I’ll tell you the story of Intermarine

I'll tell you the story of Intermarine

The fiberglass hulls of Intermarine continue to float undeterred, which will perhaps give a little shade (but it is not said) to Fincantieri. The italics of Teo Dalavecuras

In the beginning there was Max Meyer, the paint factory of the cavalier Leopoldo Varasi, well known in Milan also for having, like many masters of the post-war period, the "short arm"; in any case, full member of the business elite.

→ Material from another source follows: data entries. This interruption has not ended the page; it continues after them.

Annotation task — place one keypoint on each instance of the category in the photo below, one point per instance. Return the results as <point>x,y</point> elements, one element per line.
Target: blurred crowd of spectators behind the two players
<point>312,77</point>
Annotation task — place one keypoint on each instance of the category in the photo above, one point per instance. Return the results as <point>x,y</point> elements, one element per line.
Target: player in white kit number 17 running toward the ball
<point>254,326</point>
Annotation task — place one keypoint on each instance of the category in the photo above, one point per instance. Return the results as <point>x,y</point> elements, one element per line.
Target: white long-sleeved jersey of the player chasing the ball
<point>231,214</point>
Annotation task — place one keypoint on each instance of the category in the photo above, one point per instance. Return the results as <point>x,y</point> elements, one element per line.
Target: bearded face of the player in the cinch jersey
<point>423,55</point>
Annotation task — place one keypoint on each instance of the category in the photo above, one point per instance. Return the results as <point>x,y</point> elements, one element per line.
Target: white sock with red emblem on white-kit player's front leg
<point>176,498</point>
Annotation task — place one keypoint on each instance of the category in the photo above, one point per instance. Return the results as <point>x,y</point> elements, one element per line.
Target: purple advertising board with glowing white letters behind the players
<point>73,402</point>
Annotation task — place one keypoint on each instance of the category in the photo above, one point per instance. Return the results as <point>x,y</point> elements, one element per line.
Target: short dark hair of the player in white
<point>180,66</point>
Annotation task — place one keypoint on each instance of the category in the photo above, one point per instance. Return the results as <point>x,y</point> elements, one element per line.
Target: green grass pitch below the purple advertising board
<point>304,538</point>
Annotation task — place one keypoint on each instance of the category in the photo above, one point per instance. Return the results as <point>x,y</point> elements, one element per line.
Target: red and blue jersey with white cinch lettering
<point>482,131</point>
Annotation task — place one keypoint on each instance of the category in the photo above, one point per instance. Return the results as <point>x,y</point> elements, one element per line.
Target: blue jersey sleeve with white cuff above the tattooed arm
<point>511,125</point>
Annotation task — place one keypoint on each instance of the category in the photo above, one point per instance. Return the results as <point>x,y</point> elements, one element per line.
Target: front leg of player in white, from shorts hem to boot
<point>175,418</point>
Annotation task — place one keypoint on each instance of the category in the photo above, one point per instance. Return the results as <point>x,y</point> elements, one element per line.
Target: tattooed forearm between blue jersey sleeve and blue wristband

In the 1980s, his son Gianni embarked on a confindustrial "career" with some success, wrote and published a book with a preface by Giorgio Bocca – not a small sign of distinction – and for a while he looked after his father's watchful gaze at the family. At some point he enters high finance.

He finds (or more likely they find him) two high-profile "godparents" such as Francesco Micheli and Sergio Cusani, even then, albeit young, "old" foxes of local finance. Buy, and no one understands why, a shipyard never heard of, Intermarine: economic journalists discover two new terms: "composite materials" and "minesweeper" (made with composite materials from the Intermarine wave).

In the meantime, Varasi buys 10% of Montedison, which after the epic of Eugenio Cefis is in crisis of identity (and of shareholders). Pass the package on to Intermarine which seems plagued by huge liquidity and which in any case – he explains – was a good investment because the armaments industry has a bright future, a forecast unfortunately confirmed by the facts.

But it is only the principle. From Ravenna, Raul Gardini, son-in-law and successor of the legendary Serafino Ferruzzi, crashed on Milan, crashed with his plane near Forlì, a few steps from home, a few years earlier: with 10% bought by Varasi and the other shares collected on the market with Enrico Cuccia's silent blessing sits on the throne of Foro Bonaparte. The years of the maxi-yachts of the America's Cup begin, journalists discover where San Diego is located. The rulers of Turin do not hide a slight annoyance.

The story ends, as it should, with a very loud bang, the echo of which reaches Greece, where Gardini had bought the second cement company in the country with a rather controversial operation. But from the point of view of the two protagonists, Gardini and Varasi, of the many intermediaries and journalists more or less in the following, if you don't want to be bigoted it was worth it. And not just from their point of view. After all, they were our modest Roaring Twenties, the Great Gatsbys from second row economic power and above all non-Anglo-Saxon: in fact they ended up in the universal (Catholic) penance of Clean Hands.

Meanwhile Rag. dr. HC Roberto Colaninno, restorer of Olivetti on behalf of Carlo De Benedetti (who had bought it from the old man) and then on his own. He uses it to invent the first private cellular telephone company (Omnitel) that soon sells. Since with the phones there is a feeling, he launches the climb to Telecom, he quickly leaves it, for alleged disagreements with his climbing partners, not before having secured the billions of orders. He invests them, becomes master of many things, including Intermarine. He is still the owner today.

The two protagonists are dead. Dell'Olivetti has even lost its brand. Some heirs of the Ferruzzi Group remain with a passion for horses. Max Meyer ended up in solid American hands. Della Montedison remains the Milanese palace of Foro Bonaparte that someone had dreamed of transforming into a five-star hotel, and the numerous published and unpublished books that have been dedicated to this unfortunate great Italian company, including a sort of epic poem composed of a great journalist of the past, but also press officer of Montedison di Cefis, Vieri Poggiali. Telecom (now Tim) is reminiscent of Montedison in the 1980s: two industrial groups which have made the history of the Italian economy at different times but which tends to be removed from collective memory. Perhaps because it is easier to think that big business is not part of our DNA ("not to pay the duty" according to a Milanese saying).

The fiberglass hulls of Intermarine continue to float undeterred, which will perhaps give a little shade (but it is not said) to the giant of the Italian shipbuilding industry . Involuntary symbol of revenge, after thirty years of financial and virtual intoxication, of the real economy?

Without neglecting that, like all true symbols, it is also a paradox: owned by Colaninno, one of the most brilliant "barons" of the "paper against paper" economy.